TMJ Syndrome

TMJ Syndrome or Temporomandibular Joint Syndrome is pain in the joint of the jaw which is caused by a variety of medical problems. The temporomandibular joint (TMJ) connects the mandible or lower jaw to the skull which is located in front of the ear. If this area has problems, head and neck pain may occur along with facial pain, ear pain, headaches, and a locked jaw. Even biting foods may be an issue.

The Cause

There are a variety of ways TMJ Syndrome can occur. These include injury, oral habits, disease, and tear due to aging. Other ways might be genetic, hormonal, or environmental. People who play violins for instance will experience this condition more than someone who doesn’t. This is because the violin sits right under the jaw which can cause a strain and lead to TMJ Syndrome.
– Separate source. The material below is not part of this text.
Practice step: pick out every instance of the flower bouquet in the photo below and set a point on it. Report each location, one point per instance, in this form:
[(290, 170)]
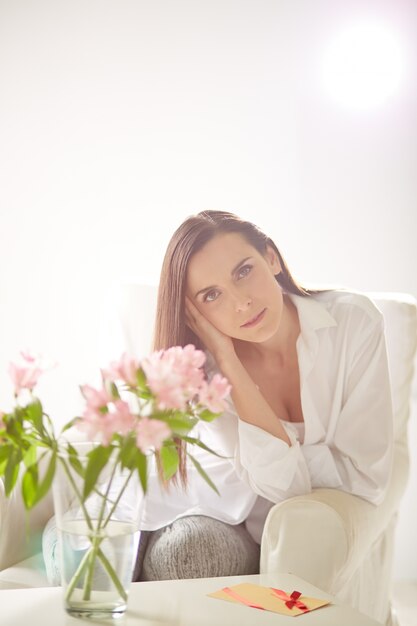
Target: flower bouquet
[(143, 409)]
Another interesting thing is women experience it more than men. Though researchers don’t know the exact reason why, they believe it is due to hormones. However, more research is being done to understand the connection of TMJ Syndrome and the female hormone estrogen.
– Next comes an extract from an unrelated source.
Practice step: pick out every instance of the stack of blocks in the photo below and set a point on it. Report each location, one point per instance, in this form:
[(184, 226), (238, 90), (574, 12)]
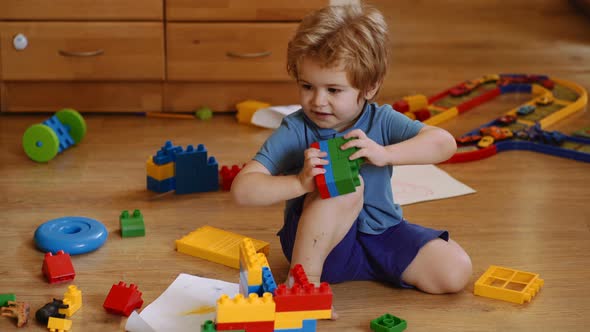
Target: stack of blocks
[(185, 171), (342, 175), (263, 307)]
Many symptoms are linked to TMJ Syndrome. An obvious symptom is pain. Pain may be felt when moving the jaw to talk or eat. Headaches/migraines, neck ache/backache, and earaches may also be pain associated with TMJ Syndrome. Another common symptom is unusual popping, clicking, or grinding sound. These sounds may occur when talking, eating, or simply opening your mouth. However, just because you randomly have a popping sound in your jaw does not necessarily mean you have TMJ Syndrome. Jaw noises are very common and not always associated with a condition. One last symptom is restricted/limited movement. This means your mouth cannot be fully opened or your jaw cannot move in certain directions. This may cause some severe discomfort as well.


Most cases can be treated at home. Handling mild-to-moderate symptoms can be done through lifestyle changes and self-care. Self-care treatments involve reducing movement of your jaw. This could be anything from avoiding chewing gum, to eating soft foods, and not clenching/tensing your jaw. Lastly, gentle exercises may be done to help strengthen the jaw and massaging the muscles around your jaw.
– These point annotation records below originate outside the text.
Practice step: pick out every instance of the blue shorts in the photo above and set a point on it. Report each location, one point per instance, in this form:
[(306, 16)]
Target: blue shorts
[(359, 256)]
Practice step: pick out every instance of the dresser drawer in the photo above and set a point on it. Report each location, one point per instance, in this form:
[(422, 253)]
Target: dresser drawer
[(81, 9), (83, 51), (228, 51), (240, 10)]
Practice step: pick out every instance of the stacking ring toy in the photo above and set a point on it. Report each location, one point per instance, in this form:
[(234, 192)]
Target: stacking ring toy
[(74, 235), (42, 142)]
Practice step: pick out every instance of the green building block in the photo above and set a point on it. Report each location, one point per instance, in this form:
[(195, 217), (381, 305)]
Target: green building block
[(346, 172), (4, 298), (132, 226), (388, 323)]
TMJ Syndrome that is caused by pre-existing conditions need more specific treatment than stated above. People who have this condition from grinding their teeth when sleeping may need to see a dentist for a mouth guard. If you have this from a degenerative condition, then a steroid injection may be used for treatment too.

Surgery is used as an option for more severe cases of TMJ Syndrome. However this is only an option when the joint itself has something wrong with it.

Most cases are easy to treat. However, always speak to a physician about your condition before deciding which treatment route to take.